When n pieces of piezoelectric ceramics are stacked in a series connection, under the external load F, the open circuit voltage U_s, the generated charge Q_s and the electrical energy E_s are respectively as follows:

Q_{s} = d_{33} F

(8)

U_{s} = \frac{n d_{33} F h_{0}}{ε_{r} ε_{0} A_{0}} = \frac{d_{33} F h_{t}}{ε_{r} ε_{0} A_{0}}

(9)

E_{s} = \frac{1}{2} \frac{n d_{33}^{2} F^{2} h_{0}}{ε_{r} ε_{0} A_{0}} = \frac{1}{2} \frac{d_{33}^{2} F^{2} h_{t}}{ε_{r} ε_{0} A_{0}}

(10)

The stack structures can be composed of several ceramic pieces in series and parallel. According to the above equations, the parallel connection will affect the amount of charge, but will not affect the open circuit voltage; and the series connection is just the opposite. They generate the same amount of electricity power. When the total height of the stack piezoelectric units is fixed, the number of layers affects the parallel mode. The open circuit voltage is inversely proportional to the number of layers, and the induced charge is directly proportional to the number of layers. However, the total amount of energy is not affected in the above cases. If the total volume of piezoelectric units is fixed, with the increase of the height to cross-sectional area ratio, the voltage and power generation both increase, and the charge is not affected.

2.4. Experimental Method

2.4.1. Piezoelectric Unit Test

In this experiment, the test system included loading equipment and the electrical signal acquisition devices (as shown in Figure 4). The loading equipment was the Hydraulic Servo Universal Material Testing Machine-Cooper HYD 25-II. It can provide a maximum load of 25 kN, a load frequency range of 0 to 70 Hz, and a temperature range between −20 and +60 °C (±0.2 °C). Its load control accuracy is 0.1 kN, and its frequency control accuracy is 0.1 Hz. In this study, the loading equipment HYD 25-II was used to provide sinusoidal load. The loading parameters to be set include load frequency, f, load amplitude, F_amp, and mean load, F_mean. The force applied to the piezoelectric body is two times that of the F_amp with a preload, which is equal to F_mean minus F_amp. The load-time equation is as follows:

F (t) = F_{a m p} \sin (2 π f t) + F_{m e a n}

(11)

where F_amp is the load amplitude, in kN; f is the load frequency, in Hz; and F_mean is the mean load, in kN. In the experiment, an oscilloscope and a charge amplifier were used to obtain the voltage signal and the charge signal. The oscilloscope can directly measure the voltage waveform of analog signal. The type of the oscilloscope was Tektronix MDO 3014 with four analog channels and 16 digital channels. Its bandwidth is 100 MHz and its sampling rate is 2.5 GS/s. The recording length is 10 M points. The high voltage probe P5100a was selected, which can measure 2.5 kV peak voltage. It can meet the measurement range of the high output voltage of piezoelectric ceramics.

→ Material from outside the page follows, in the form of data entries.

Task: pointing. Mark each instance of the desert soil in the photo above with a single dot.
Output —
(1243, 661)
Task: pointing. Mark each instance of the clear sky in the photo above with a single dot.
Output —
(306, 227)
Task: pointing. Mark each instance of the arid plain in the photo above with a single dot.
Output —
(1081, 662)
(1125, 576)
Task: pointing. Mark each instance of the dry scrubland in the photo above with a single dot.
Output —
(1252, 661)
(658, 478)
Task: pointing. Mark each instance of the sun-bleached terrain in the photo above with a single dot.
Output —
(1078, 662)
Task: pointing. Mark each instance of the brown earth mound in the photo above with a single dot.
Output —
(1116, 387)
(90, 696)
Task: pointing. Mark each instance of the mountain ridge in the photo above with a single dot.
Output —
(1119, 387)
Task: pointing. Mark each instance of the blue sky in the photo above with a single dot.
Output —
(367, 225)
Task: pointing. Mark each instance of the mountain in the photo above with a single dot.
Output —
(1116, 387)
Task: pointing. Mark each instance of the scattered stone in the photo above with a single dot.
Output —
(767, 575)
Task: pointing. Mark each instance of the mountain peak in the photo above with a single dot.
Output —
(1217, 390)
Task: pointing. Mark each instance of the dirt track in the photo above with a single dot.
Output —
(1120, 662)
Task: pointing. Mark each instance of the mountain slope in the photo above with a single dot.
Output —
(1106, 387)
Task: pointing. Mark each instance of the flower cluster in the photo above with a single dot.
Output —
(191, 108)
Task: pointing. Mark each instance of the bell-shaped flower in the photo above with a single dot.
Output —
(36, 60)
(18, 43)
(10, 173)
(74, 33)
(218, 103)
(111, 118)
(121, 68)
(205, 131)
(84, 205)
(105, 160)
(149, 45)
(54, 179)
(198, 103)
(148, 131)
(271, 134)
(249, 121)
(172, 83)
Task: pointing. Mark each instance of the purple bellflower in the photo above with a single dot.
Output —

The charge amplifier ICA 105 was used for charge measurement. The charge amplifier module converts the amount of charge into the voltage value, which can be measured with an oscilloscope. The charge amplifier sensitivity is 10⁻⁵ C/V. The charge amplifier can set the magnification to 1, 2, 10, 25 and 200 times and the maximum measurement range is ±3 × 10⁻⁵ C.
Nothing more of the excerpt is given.